删除数据框中的镜像线
Remove mirror lines in dataframe
我是 R 初学者,这个问题可能看起来很幼稚,但我尝试创建一个基于人群中家庭关系的网络。我正在使用 R 包 igraph。
正在准备我的数据,我将结束这种数据帧
Source Target Distance
Actr22510 Actr22509 1
Actr22511 Actr22509 1
Actr22509 Actr22510 1
Actr22511 Actr22510 1
Actr57033 Actr22510 1
Actr22509 Actr22511 1
我试图以此构建的网络是无向的。在这种情况下,行 Actr22510-Actr22509 和 Actr22509-Actr22510 是相同的。我不需要它们同时出现在我的数据框中。
是否可以去除这种镜像线?
非常感谢。
一个方案是对每一行的前两列进行排序,然后连接起来,然后检查这些键是否重复:
df <-structure(list(Source = c("Actr22510", "Actr22511", "Actr22509", "Actr22511", "Actr57033", "Actr22509"),
Target = c("Actr22509", "Actr22509", "Actr22510", "Actr22510", "Actr22510", "Actr22511"),
Distance = c(1L, 1L, 1L, 1L, 1L, 1L)),
.Names = c("Source","Target", "Distance"), class = "data.frame", row.names = c(NA,-6L))
df$key <- apply(df[,1:2],1,FUN=function(x)paste(sort(x),collapse=" "))
df[!duplicated(df$key),]
#Source Target Distance key
#1 Actr22510 Actr22509 1 Actr22509 Actr22510
#2 Actr22511 Actr22509 1 Actr22509 Actr22511
#4 Actr22511 Actr22510 1 Actr22510 Actr22511
#5 Actr57033 Actr22510 1 Actr22510 Actr57033
由于您不喜欢使用 apply
函数,这可能更容易理解:
df$key <- ifelse(df$Source < df$Target, paste(df$Source,df$Target), paste(df$Target,df$Source)
df[!duplicated(df$key),]
如果最终目标是创建无向 igraph 对象,可能您根本不需要删除这些行。只需:
library(igraph)
# Create an undirected graph, with edges between "Source" and "Target"

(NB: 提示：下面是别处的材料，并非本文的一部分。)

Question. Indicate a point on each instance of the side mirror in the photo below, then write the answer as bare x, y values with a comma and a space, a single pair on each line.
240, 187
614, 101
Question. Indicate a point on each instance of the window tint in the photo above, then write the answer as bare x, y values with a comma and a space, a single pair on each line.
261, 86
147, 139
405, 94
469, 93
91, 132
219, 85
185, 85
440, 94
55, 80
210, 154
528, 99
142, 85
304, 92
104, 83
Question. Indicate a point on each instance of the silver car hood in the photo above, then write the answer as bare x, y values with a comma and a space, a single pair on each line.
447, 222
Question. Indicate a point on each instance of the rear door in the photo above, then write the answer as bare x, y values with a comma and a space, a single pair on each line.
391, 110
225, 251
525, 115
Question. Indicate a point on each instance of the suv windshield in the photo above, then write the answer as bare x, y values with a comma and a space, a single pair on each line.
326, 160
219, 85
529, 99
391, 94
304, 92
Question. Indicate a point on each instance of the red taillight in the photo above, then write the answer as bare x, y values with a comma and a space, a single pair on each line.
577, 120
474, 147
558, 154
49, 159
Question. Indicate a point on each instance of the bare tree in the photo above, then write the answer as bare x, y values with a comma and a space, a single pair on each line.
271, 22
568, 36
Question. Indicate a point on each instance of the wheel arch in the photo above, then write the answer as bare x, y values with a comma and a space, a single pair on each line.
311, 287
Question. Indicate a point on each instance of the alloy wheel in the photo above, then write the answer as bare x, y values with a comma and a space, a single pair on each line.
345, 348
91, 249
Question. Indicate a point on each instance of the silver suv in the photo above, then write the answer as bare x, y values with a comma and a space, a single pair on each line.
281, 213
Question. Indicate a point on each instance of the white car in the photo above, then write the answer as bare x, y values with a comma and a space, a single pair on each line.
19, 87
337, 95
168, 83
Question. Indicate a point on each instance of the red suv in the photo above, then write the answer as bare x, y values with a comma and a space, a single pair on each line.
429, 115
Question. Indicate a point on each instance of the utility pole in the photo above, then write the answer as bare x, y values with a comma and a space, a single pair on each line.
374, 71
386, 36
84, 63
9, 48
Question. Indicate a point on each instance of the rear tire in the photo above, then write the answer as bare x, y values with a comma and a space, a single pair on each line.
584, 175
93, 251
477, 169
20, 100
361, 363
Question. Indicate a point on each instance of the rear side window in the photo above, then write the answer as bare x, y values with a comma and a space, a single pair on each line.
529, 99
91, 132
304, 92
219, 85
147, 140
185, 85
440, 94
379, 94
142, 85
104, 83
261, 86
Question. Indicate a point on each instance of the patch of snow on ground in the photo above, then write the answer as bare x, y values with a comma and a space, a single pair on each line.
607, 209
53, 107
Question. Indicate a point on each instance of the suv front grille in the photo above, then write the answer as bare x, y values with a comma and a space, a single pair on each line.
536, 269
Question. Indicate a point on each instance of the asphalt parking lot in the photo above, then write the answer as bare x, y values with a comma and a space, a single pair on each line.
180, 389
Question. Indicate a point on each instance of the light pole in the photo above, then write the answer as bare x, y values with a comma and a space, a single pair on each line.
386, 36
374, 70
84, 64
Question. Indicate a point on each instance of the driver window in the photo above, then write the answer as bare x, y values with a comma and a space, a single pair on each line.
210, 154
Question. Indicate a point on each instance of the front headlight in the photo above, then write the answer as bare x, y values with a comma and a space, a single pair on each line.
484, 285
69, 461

# Distance is kept as an edge attribute.
g <- graph.data.frame(df, directed=FALSE)
# Remove multiple edges (originally created from "mirror" lines)
g <- simplify(g, remove.multiple=TRUE, remove.loops=FALSE, edge.attr.comb="first")
我是 R 初学者,这个问题可能看起来很幼稚,但我尝试创建一个基于人群中家庭关系的网络。我正在使用 R 包 igraph。
正在准备我的数据,我将结束这种数据帧
Source Target Distance
Actr22510 Actr22509 1
Actr22511 Actr22509 1
Actr22509 Actr22510 1
Actr22511 Actr22510 1
Actr57033 Actr22510 1
Actr22509 Actr22511 1
我试图以此构建的网络是无向的。在这种情况下,行 Actr22510-Actr22509 和 Actr22509-Actr22510 是相同的。我不需要它们同时出现在我的数据框中。
是否可以去除这种镜像线?
非常感谢。
一个方案是对每一行的前两列进行排序,然后连接起来,然后检查这些键是否重复:
df <-structure(list(Source = c("Actr22510", "Actr22511", "Actr22509", "Actr22511", "Actr57033", "Actr22509"),
Target = c("Actr22509", "Actr22509", "Actr22510", "Actr22510", "Actr22510", "Actr22511"),
Distance = c(1L, 1L, 1L, 1L, 1L, 1L)),
.Names = c("Source","Target", "Distance"), class = "data.frame", row.names = c(NA,-6L))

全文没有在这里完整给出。